Which left Wei Ying, a corpse, and a couple higher ups in the sect. the cultivators eyed him like they were anticipating having to chuck him out of the room. Wei Ying ignored then because he tried to give judgmental assholes as little of his attention as possible. For his mental health.
The corpse was, well, very dead. And bloody. A congealing bloody mess going into rigor mortis. The worst stage of a corpse before the decomposition kicked in. (Okay, no, the failure of bodily functions was up there in worst stages and—actually maybe he wasn't going to think about all the grossness that happened when a person died.)
More for show than actually expecting to find anything, Wei Ying carefully shifted folds of cloth, looking for any objects that the man might have been carrying. Someone scoffed behind him, but Wei Ying ignored them. The resentment from a murdered body was pretty strong. An inactive object could hold resentment and be masked by the body's energy. He opened the front of the robes and, "Oh, hey." There was a necklace. A piece of heavy thread knotted at the back, and only a single wooden bead strung to it.
Traces of resentment clung to the bead.
Wei Ying maneuvered the thread over the victim's head. He let the bead dangle, not touching it just yet because he had some sense no matter what Jiang Cheng used to say. His brother was biased. "This is the sort of thing you guys were supposed to be looking for," Wei Ying said to the room at large.
"Oh, go do your heretical cultivation somewhere else," the person who scoffed before said.
Wei Ying rolled his eyes. "Sure. I'll go away right when you actually need me." The person started saying something else, but Wei Ying went back to ignoring them. The bead was about as big around as his thumbnail, smooth and glossy like it had been lacquered not too long ago. Nothing carved or written on it. No obvious reason to hold resentment. Well—besides the fact that a murder victim had been holding it. Wei Ying was sure that this resentment was a bit different from the corpse's though. He was sensitive to that kind of thing.

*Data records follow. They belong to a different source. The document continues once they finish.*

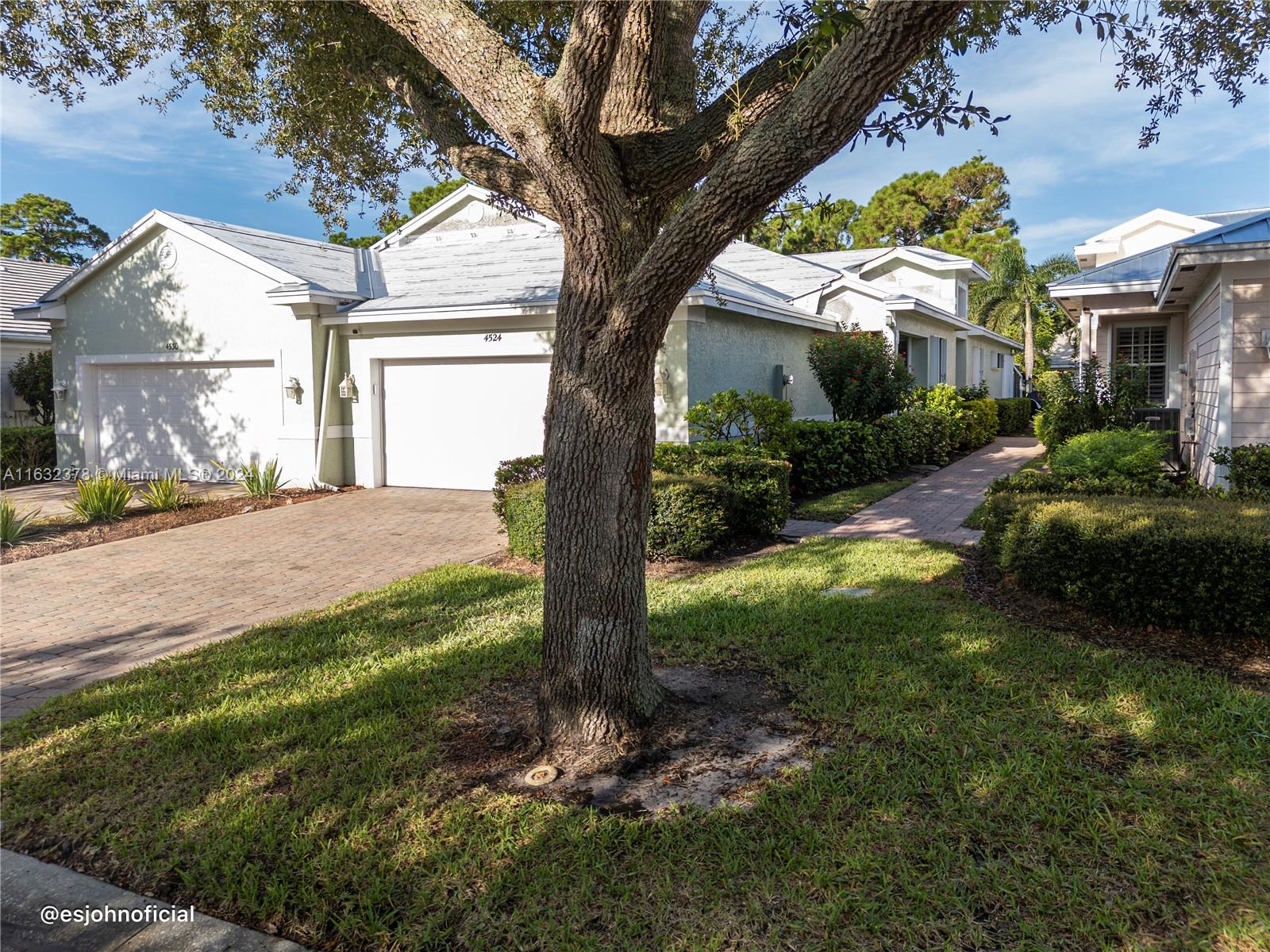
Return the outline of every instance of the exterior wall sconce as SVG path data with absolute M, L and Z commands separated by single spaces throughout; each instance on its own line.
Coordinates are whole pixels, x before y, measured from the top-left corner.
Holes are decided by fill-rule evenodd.
M 653 396 L 664 397 L 671 392 L 671 372 L 664 367 L 653 377 Z

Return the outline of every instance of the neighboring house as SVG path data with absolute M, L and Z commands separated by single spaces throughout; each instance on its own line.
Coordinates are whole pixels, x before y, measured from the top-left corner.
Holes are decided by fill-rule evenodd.
M 9 368 L 32 352 L 47 350 L 52 343 L 48 321 L 18 320 L 13 308 L 34 301 L 72 270 L 65 264 L 0 258 L 0 425 L 34 421 L 30 407 L 13 392 Z
M 1080 322 L 1080 359 L 1144 366 L 1196 479 L 1224 482 L 1213 449 L 1270 442 L 1270 208 L 1157 208 L 1076 255 L 1083 270 L 1049 291 Z
M 922 383 L 1012 393 L 1019 344 L 968 322 L 983 272 L 927 249 L 782 256 L 734 242 L 658 357 L 658 438 L 728 387 L 829 418 L 813 335 L 889 334 Z M 541 451 L 564 249 L 465 185 L 351 249 L 151 212 L 23 314 L 52 325 L 62 466 L 201 475 L 278 457 L 297 484 L 488 489 Z

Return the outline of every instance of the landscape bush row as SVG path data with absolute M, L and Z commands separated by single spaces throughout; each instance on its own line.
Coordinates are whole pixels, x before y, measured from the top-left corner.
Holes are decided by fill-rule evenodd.
M 1163 434 L 1071 437 L 1046 470 L 992 484 L 983 550 L 1025 588 L 1107 617 L 1219 633 L 1270 631 L 1270 446 L 1240 447 L 1232 491 L 1163 466 Z M 1265 467 L 1265 468 L 1262 468 Z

Anger, not fear and desperation. Something bitter mixed in. Regret, maybe, or betrayal. The bead wasn't cursed, but it might have been possessed at some point. He poked it with a cautious finger, barely brushing the surface before pulling his hand away. Nothing. "Well, that's disappointing."

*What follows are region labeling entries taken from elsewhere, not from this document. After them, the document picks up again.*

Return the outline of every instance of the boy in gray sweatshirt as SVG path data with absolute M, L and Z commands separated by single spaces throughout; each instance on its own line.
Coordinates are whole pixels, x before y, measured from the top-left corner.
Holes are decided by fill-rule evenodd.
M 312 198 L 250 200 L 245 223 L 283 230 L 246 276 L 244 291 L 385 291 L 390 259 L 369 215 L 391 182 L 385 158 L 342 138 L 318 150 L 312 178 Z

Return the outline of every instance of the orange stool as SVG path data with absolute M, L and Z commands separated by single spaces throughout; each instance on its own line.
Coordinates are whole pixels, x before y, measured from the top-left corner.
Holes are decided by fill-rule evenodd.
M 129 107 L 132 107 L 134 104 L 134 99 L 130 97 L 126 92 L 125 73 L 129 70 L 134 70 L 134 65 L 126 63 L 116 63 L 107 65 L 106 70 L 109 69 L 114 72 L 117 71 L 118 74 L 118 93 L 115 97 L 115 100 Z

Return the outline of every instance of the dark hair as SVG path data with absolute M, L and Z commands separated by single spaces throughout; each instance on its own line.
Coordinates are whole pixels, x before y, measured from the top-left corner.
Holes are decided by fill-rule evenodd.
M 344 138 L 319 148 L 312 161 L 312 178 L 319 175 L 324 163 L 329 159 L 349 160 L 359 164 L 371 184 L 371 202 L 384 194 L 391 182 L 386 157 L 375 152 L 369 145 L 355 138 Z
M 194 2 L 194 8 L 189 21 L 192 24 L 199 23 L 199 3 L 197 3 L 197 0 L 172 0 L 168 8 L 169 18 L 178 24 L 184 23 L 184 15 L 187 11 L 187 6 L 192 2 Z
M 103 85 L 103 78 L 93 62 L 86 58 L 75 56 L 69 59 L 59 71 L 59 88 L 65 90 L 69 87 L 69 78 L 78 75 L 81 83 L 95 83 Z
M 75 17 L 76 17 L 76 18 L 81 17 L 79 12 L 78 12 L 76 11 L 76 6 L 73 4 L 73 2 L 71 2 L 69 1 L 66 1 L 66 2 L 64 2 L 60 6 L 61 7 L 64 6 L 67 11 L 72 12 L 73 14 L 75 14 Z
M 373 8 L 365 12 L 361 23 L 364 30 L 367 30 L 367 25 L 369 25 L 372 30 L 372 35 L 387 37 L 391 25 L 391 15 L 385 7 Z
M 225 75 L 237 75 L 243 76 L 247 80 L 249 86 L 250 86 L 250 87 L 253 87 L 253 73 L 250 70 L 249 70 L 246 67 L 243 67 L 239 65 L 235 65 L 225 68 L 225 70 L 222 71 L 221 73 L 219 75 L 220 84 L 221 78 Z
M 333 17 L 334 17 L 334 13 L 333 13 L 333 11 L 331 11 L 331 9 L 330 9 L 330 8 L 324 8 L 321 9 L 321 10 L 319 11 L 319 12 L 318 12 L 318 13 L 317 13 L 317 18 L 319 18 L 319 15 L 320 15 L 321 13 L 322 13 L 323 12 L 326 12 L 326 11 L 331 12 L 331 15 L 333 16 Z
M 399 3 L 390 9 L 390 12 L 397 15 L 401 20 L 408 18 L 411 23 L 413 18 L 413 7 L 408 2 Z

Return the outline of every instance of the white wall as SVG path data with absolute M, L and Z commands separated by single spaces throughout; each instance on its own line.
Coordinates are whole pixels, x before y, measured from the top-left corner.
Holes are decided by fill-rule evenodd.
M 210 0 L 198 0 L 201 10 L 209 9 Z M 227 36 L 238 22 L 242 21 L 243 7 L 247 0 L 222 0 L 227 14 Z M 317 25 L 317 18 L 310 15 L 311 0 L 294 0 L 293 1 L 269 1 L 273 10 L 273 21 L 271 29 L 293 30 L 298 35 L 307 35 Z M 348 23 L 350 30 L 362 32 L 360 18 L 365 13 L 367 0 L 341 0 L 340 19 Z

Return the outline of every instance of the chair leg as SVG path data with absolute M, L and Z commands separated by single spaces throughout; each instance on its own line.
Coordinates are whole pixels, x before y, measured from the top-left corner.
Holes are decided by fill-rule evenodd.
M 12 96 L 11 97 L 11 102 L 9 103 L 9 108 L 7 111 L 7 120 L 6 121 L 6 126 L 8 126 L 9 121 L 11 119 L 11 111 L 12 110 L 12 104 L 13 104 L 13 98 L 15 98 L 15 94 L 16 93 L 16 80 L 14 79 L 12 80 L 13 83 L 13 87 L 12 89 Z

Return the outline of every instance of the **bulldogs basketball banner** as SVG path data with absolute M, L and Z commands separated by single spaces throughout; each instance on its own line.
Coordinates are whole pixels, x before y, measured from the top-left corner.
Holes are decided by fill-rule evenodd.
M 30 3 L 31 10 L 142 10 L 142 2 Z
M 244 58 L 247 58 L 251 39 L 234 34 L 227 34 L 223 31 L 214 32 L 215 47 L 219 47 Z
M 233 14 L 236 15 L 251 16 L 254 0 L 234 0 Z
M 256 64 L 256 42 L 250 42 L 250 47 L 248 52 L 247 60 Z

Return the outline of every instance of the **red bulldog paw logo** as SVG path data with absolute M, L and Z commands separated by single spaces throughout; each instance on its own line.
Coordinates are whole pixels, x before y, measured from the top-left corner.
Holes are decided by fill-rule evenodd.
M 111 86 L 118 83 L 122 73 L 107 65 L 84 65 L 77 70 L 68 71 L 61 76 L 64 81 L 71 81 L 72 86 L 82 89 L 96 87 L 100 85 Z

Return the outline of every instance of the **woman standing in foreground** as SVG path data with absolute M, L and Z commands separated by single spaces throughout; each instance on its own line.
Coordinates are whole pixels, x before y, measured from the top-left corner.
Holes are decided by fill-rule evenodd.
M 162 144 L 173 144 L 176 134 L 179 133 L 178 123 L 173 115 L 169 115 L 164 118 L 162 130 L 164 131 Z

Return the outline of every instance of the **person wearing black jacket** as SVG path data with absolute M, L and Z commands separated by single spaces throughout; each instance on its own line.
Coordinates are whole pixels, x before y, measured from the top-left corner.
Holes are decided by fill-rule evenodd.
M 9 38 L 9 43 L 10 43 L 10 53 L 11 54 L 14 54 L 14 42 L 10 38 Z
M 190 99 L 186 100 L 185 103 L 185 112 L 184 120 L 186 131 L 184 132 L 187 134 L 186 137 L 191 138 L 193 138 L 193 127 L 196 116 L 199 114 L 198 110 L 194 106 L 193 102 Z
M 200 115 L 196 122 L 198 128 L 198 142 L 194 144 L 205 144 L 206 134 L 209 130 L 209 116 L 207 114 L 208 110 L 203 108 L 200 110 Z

Whatever it had been, it was drained now.
He looped the thread around the corpse's wrist. It was a bad idea to steal something from someone who died violently after all.
"What's happening to the body now?" Wei Ying asked one of the nearby disciples.
The woman frowned at him, but answered, which was nicer than some people managed around here. "It will be moved to cold storage until arrangements for a funeral are made and it can be transported back. There isn't much more we can get from the body after all."
Wei Ying nodded. "And his friends?"
"Can view the body, but it will likely upset them." The woman laid a cover over the corpse, giving it a bit of dignity in death that it otherwise hadn't been granted so far. "Hopefully the spirit that caused this is found soon and this whole thing can be put behind us."
"Yeah, random deaths are kind of bad for online reviews," Wei Ying joked. That got him annoyed looks all around. A tough crowd. He should have known better than to try and joke with a Lan that wasn't Lan Zhan. He sighed. "Well, guess I should break the news to his group." This was going to be a shit show.
He'd have to grab Lan Zhan for moral support.